Re: [Pacemaker] Network outage debugging

Andrew Beekhof Tue, 12 Nov 2013 18:52:33 -0800

On 13 Nov 2013, at 11:49 am, Sean Lutner <s...@rentul.net> wrote:

> 
> 
>> On Nov 12, 2013, at 7:33 PM, Andrew Beekhof <and...@beekhof.net> wrote:
>> 
>> 
>>> On 13 Nov 2013, at 11:22 am, Sean Lutner <s...@rentul.net> wrote:
>>> 
>>> 
>>> 
>>>> On Nov 12, 2013, at 6:01 PM, Andrew Beekhof <and...@beekhof.net> wrote:
>>>> 
>>>> 
>>>>> On 13 Nov 2013, at 6:10 am, Sean Lutner <s...@rentul.net> wrote:
>>>>> 
>>>>> The folks testing the cluster I've been building have run a script which 
>>>>> blocks all traffic except SSH on one node of the cluster for 15 seconds 
>>>>> to mimic a network failure. During this time, the network being "down" 
>>>>> seems to cause some odd behavior from pacemaker resulting in it dying.
>>>>> 
>>>>> The cluster is two nodes and running four custom resources on EC2 
>>>>> instances.
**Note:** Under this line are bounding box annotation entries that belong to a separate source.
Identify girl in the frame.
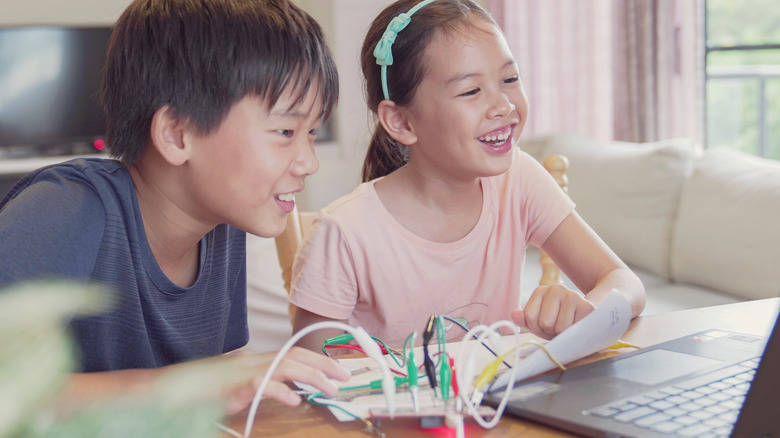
[291,0,645,349]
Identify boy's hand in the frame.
[512,284,596,339]
[226,347,350,415]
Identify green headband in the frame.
[374,0,434,100]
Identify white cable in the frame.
[243,321,395,438]
[456,320,520,429]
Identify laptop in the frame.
[484,310,780,437]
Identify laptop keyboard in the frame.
[584,357,760,437]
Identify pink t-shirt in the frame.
[290,149,574,347]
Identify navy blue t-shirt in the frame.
[0,158,249,372]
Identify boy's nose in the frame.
[295,142,320,175]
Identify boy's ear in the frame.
[376,100,417,146]
[150,105,190,166]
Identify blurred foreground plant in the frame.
[0,282,236,438]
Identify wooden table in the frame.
[225,298,780,438]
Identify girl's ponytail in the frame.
[363,123,407,182]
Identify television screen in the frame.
[0,26,111,158]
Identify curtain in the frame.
[487,0,704,142]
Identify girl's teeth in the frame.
[478,132,509,142]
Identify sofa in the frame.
[520,133,780,314]
[247,133,780,352]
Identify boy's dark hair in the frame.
[101,0,339,166]
[360,0,498,182]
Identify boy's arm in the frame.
[57,347,350,415]
[293,307,347,352]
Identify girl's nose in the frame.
[488,93,515,119]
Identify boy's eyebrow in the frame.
[269,108,311,119]
[444,59,516,87]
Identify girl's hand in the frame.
[512,284,596,339]
[226,347,350,415]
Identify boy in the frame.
[0,0,348,409]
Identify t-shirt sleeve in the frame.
[223,238,249,352]
[518,152,574,247]
[0,177,105,286]
[290,213,358,320]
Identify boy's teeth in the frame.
[276,193,295,202]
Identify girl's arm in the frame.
[293,307,347,352]
[512,212,645,339]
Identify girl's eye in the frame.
[461,88,479,96]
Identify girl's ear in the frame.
[150,105,190,166]
[376,100,417,146]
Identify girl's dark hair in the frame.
[101,0,339,166]
[360,0,498,182]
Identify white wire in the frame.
[456,320,520,429]
[239,321,395,438]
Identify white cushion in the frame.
[672,148,780,299]
[520,134,700,278]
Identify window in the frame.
[705,0,780,160]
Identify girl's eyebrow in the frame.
[444,58,516,87]
[269,108,311,119]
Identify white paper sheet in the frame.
[491,290,631,390]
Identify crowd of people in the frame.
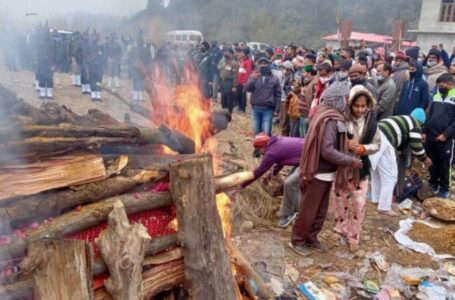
[1,23,189,101]
[3,25,455,255]
[233,43,455,255]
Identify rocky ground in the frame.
[0,70,455,295]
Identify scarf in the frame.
[300,104,349,191]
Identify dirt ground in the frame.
[0,69,453,298]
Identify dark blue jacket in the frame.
[245,74,281,112]
[209,47,223,77]
[395,62,430,115]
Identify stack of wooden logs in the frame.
[0,86,273,299]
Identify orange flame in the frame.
[150,68,216,153]
[216,193,232,239]
[148,63,231,244]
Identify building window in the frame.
[439,0,455,22]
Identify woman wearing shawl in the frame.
[289,81,362,256]
[334,85,381,251]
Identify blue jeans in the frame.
[299,117,309,137]
[253,107,274,136]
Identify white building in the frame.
[409,0,455,54]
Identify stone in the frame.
[423,197,455,222]
[355,250,366,258]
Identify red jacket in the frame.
[238,57,253,85]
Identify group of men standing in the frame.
[17,24,154,101]
[239,44,455,255]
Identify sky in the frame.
[0,0,147,21]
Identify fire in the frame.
[216,193,232,239]
[148,63,231,244]
[150,68,216,153]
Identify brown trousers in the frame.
[291,178,332,245]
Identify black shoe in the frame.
[288,242,311,256]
The OS is CentOS 6.4 with the config below:
>>>>> 
>>>>> I've attached the /var/log/messages and /var/log/cluster/corosync.log 
>>>>> from the time period during the test. I've having some difficulty in 
>>>>> piecing together what happened and am hoping someone can shed some light 
>>>>> on the problem. Any indications why pacemaker is dying on that node?
>>>> 
>>>> Because corosync is dying underneath it:
>>>> 
>>>> Nov 09 14:51:49 [942] ip-10-50-3-251        cib:    error: send_ais_text:  
>>>>   Sending message 28 via cpg: FAILED (rc=2): Library error: Connection 
>>>> timed out (110)
>>>> Nov 09 14:51:49 [942] ip-10-50-3-251        cib:    error: 
>>>> pcmk_cpg_dispatch:    Connection to the CPG API failed: 2
>>>> Nov 09 14:51:49 [942] ip-10-50-3-251        cib:    error: 
>>>> cib_ais_destroy:    Corosync connection lost!  Exiting.
>>>> Nov 09 14:51:49 [942] ip-10-50-3-251        cib:     info: terminate_cib:  
>>>>   cib_ais_destroy: Exiting fast...
>>> 
>>> Is that the expected behavior?
>> 
>> It is expected behaviour when corosync dies.  Ideally corosync wouldn't die 
>> though.
> 
> What other debugging can I do to try to find out why corosync died?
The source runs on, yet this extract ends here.